The Indian rupee is expected to strengthen in the coming weeks and could rise to 17.5 against the UAE dirham on the back of higher fund inflows to India and the weakening of the US dollar, analysts and executives said.
The rupee fell to a seven-month low of 17.89 against the UAE dirham on September 28. On Friday, it closed at 17.61 against the Emirati currency. It fell to 18.59 on January 18, 2017, but then continued to strengthen during the first eight months, reaching 17.32 on August 5. Over the last few days, the rupee has been witnessing mild volatility, trading in the range between 17.7 and 17.9.
“Even though the rupee touched a six-month low of 65.88 against the dollar last week, it closed at 65.50 on the same day. Subsequently, it firmed up further to open at 65.33 against the dollar. The global economic slowdown, political instability in certain regions, GDP slowdown as well as the pumping of stimulus had resulted in a widening fiscal deficit. This made traders sell stocks and pushed the Indian rupee down on fears of a meltdown. Hence, we feel the rupee might hover in the 17.50-17.92 range against the UAE dirham over the coming months unless the situation settles down,” said Adeeb Ahamed, managing director, Lulu Exchange Holdings.
Among the factors that can dictate the rupee’s fluctuation, Ahamed said the US Federal Reserve’s rate hike, geopolitical tensions, the stabilisation of the Indian economy and wider implications of the Goods and Services Tax (GST) will influence the rupee’s movement in the next three months.
Ahamed said the Indian rupee might hover between 64.80 and 65.80 range against the dollar for some time.

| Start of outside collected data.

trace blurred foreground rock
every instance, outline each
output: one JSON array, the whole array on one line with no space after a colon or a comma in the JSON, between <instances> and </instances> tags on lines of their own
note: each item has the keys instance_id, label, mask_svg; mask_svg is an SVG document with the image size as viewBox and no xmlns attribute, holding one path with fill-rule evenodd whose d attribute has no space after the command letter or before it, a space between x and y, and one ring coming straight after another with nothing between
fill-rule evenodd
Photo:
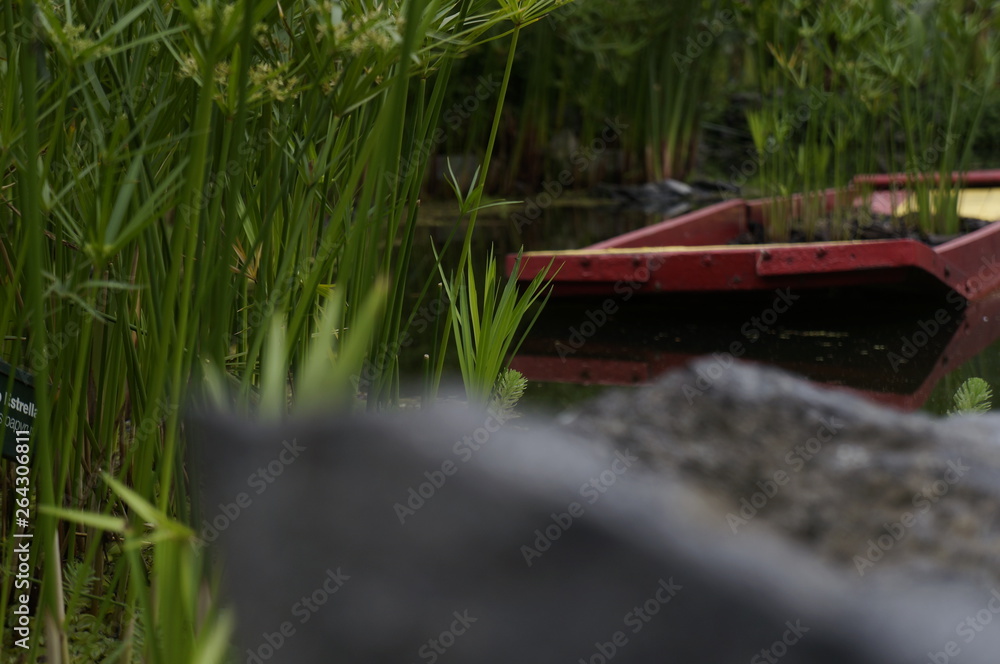
<instances>
[{"instance_id":1,"label":"blurred foreground rock","mask_svg":"<svg viewBox=\"0 0 1000 664\"><path fill-rule=\"evenodd\" d=\"M239 661L995 662L997 418L707 366L559 426L196 422Z\"/></svg>"},{"instance_id":2,"label":"blurred foreground rock","mask_svg":"<svg viewBox=\"0 0 1000 664\"><path fill-rule=\"evenodd\" d=\"M732 533L776 530L876 582L1000 585L1000 416L904 414L708 360L566 419L712 496Z\"/></svg>"}]
</instances>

According to Promoth Manghat, CEO, UAE Exchange, rupee volatility has suddenly picked up after three months of calm due to the confluence of multiple factors – disappointing GDP data at 5.7 per cent, rising current account deficit, geo-political tensions and US dollar strengthening.

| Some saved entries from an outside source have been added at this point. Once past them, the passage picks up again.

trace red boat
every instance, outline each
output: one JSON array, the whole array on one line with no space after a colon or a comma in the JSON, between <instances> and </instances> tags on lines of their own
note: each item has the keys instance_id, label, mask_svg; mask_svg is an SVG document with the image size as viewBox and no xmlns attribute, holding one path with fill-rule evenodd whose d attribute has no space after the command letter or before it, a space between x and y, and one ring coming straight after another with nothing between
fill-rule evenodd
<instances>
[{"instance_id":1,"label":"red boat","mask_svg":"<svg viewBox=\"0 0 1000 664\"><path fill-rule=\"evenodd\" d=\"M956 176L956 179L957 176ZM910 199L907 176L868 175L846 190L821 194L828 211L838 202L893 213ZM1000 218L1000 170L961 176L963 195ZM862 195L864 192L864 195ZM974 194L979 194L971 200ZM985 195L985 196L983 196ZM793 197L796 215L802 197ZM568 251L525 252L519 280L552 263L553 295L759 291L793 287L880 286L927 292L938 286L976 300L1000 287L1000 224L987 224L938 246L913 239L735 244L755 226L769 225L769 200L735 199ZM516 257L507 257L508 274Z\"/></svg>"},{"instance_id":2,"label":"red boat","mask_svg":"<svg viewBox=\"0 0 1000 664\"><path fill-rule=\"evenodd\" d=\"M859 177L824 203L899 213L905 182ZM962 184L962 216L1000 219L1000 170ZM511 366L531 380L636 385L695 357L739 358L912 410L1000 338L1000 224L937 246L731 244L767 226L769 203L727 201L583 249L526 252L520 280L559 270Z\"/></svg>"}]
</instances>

“Significant inflows happened during the year because of foreign investors buying Indian government bonds. The quota allocated to foreign investors is almost full now and the expectation of incremental flows to the bond market is low. Also, the US Fed has announced the unwinding of its balance sheet. This is expected to result in higher bond yields in the US, which might have a weakening impact on all emerging market currencies, including India,” Manghat added.
Where to invest
Ahamed said there is ample opportunity for expats to invest in a number of developmental and infrastructure projects. “The choice of remitting funds lies with the investor. On a more pragmatic level, we need to educate expats about investment options back home,” he said.
While the growth pace of remittances has been modest in the past nine months, Asian expats made good use of the weakened currencies during the period to send money home at good exchange rates. Going by the previous year’s trend, there is generally a hike in remittances during the last quarter.

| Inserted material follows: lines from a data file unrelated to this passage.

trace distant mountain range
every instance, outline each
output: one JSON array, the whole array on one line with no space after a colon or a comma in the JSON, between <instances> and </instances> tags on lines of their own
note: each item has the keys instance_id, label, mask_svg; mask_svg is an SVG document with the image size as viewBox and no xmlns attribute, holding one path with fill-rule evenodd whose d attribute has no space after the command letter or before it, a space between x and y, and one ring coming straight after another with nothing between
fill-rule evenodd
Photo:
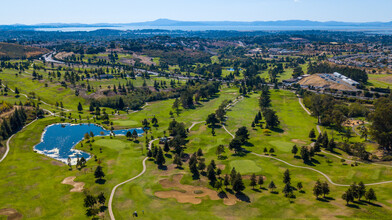
<instances>
[{"instance_id":1,"label":"distant mountain range","mask_svg":"<svg viewBox=\"0 0 392 220\"><path fill-rule=\"evenodd\" d=\"M391 22L339 22L339 21L309 21L309 20L285 20L285 21L176 21L169 19L158 19L155 21L136 22L136 23L97 23L97 24L80 24L80 23L44 23L36 25L0 25L0 29L35 29L35 28L77 28L77 27L168 27L168 26L274 26L274 27L392 27Z\"/></svg>"}]
</instances>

“We expect the same growth in remittance, albeit on a moderate scale,” he added.
Manghat said many Indian expats were holding back remitting money because of the rupee’s sharp appreciation in recent months. “Also, we are entering the festival and marriage season in India. With the rupee’s recent weakness, we expect money transfer to India to pick up and increase till the year end,” Manghat added.
With regard to investment in India, he advised NRIs that equity and bond markets are buoyant and doing well. “This year saw equity markets running up massively, making stocks look a bit expensive for now. But those who are keen on long-term investments needn’t wait. They can continue to add their drops to the ocean. The long-term growth story of India is intact,” he concluded.